The only person who has seen my penis more than that girl, is that girl's sister.
Hooking up with one of the deadbeat dads from Teen Mom does not qualify as banging a celebrity.
a search helicopter?!
My walk of shame was far more interesting today. He's moving and was cleaning out his apartment, so not only was I carrying my clothes, I also walked away with 4 bottles of cheap wine and a jar of ragu.
woke up on the kitchen floor in the recovery position. at least drunk me remembered sober me's emt training
Drag queen told me that I have the cheek bones to do drag. That's supposed to boost my moral.

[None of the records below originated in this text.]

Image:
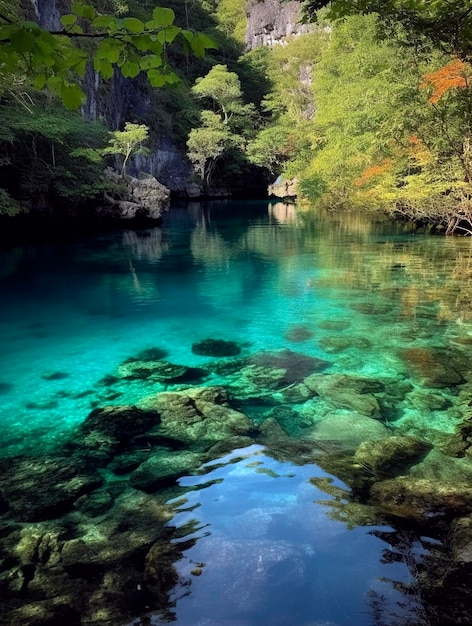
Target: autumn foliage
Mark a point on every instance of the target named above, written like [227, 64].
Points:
[451, 76]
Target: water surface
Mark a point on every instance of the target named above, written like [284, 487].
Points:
[367, 298]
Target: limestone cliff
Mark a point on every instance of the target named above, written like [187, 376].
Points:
[270, 21]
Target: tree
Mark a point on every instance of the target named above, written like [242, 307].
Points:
[127, 142]
[447, 23]
[224, 89]
[129, 45]
[208, 143]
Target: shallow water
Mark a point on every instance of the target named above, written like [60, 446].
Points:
[345, 289]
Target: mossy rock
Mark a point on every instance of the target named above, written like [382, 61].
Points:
[216, 348]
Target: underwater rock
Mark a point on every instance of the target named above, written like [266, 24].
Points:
[153, 371]
[135, 523]
[430, 502]
[347, 430]
[337, 325]
[199, 416]
[298, 334]
[226, 446]
[163, 468]
[34, 489]
[339, 344]
[390, 456]
[109, 430]
[461, 541]
[371, 308]
[149, 354]
[255, 381]
[5, 388]
[297, 366]
[433, 367]
[54, 375]
[347, 392]
[216, 347]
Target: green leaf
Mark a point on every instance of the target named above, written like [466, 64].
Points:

He drank his beer out of his own shoe. Its his "party trick"
I'm so hungover it hurts to blink.. oh sweet merciful Christ what have I done
Chicks, chicks everywhere, and not a drop to drink. Dude, when did real life lesbians get HOT?
If there is a ladylike way to throw up in your favorite toilet, I just did it.
I was behind him snuggling, I told him I was the big spoon and he told me I was too little it was more like he was wearing a backpack.
Just did. I played that shit out so casual I deserve an Oscar. Or am Emmy, or whatever the fuck you get for acting like a boss
I take it you're alive?
Mostly. Can't quite control my arms.
It was pretty awesome. I drank out of a stein and attempted to dance to dubstep with some older guys in leiderhosen.
Its nights like last night that make me want to high five my liver.